Every day, hundreds of bedraggled citizens line up from dawn at the Preah Bat hospital's mental-health clinic. Most have traveled for hours by oxen-drawn cart or packed bus to reach the venue. Chan Muoy, a gaunt, 41-year-old snack vendor, has not been able to sleep soundly for years. Images of past torture creep into her mind before slumber does. Now, though, things have got even worse. Cambodia has just gone through dangerously polarizing parliamentary elections, and many fear that violence might erupt once again. So nervous is Chan Muoy that she has lost her appetite and the tortured flashbacks are beginning to blur the line between reality and hallucination. While speaking to a psychiatric nurse, Chan Muoy's eyes bulge out and dart wildly as she recounts her trauma: how her father, brother and sister were killed by the Khmer Rouge, the latter for the crime of stealing a potato; how a troop of machete-wielding child soldiers came to get her one night when she was 18 and lashed her to a post in crucifixion pose before inexplicably releasing her hours later; how she wandered the streets for years after that, suffering rapes and beatings. "Everyone has gone through hard times here," says Chan Muoy, who was diagnosed with post-traumatic stress disorder by the nurse. "I'm not unusual. We all relive bad memories that make us shake and cry."

The lack of mental-health infrastructure gives Cambodians few options to treat their woes. Kum Kim, a 47-year-old from Kampong Thom province, was diagnosed as a schizophrenic by a health worker from TPO earlier this year. She says evil spirits poke sticks through the floor slats sometimes when she is resting in her wooden, stilted house. She says she must hop around her home to avoid the sharp jabs. Desperate for help, she goes to a krukmai, or witch doctor, named Son Mao. The krukmai's house—the only one in the village whose owners can afford a corrugated iron roof—has been prepared for Kum Kim's visit. There is an offering of fruit on the floor and whirls of incense meant to lure the village spirits in for a chat. As pigs squeal nearby, the krukmai touches Kum Kim's forehead and conjures up the spirits. They tell her that Kum Kim has been possessed by evil spirits. The reason? While Kum Kim's husband was commune chief many years ago, he promised to build a road for the village. Yet he never did. Now, the spirits are out to punish the whole family. "If the spirits are angry, you have to soothe them," explains Son Mao. "Once they forgive you, your craziness is gone."
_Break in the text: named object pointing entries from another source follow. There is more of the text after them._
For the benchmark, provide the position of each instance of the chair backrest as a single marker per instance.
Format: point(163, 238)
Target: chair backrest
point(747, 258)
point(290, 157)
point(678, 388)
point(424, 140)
Despite the krukmai's ministrations, Kum Kim's craziness has not disappeared. The spirits in her house still jab her with pointed sticks. Other families in the village have begun shunning her family, worried that the spirits might haunt them, too. In Cambodia, though, the haunted seem too numerous to avoid. "So many people are sick in the head here," says Chea Dany, a nurse at the Preah Bat hospital. "But no one wants to be with them. Our society is divided into two: people who are sick, and people who are O.K. and want to ignore the sick. We cannot grow up as a country if we are divided like this."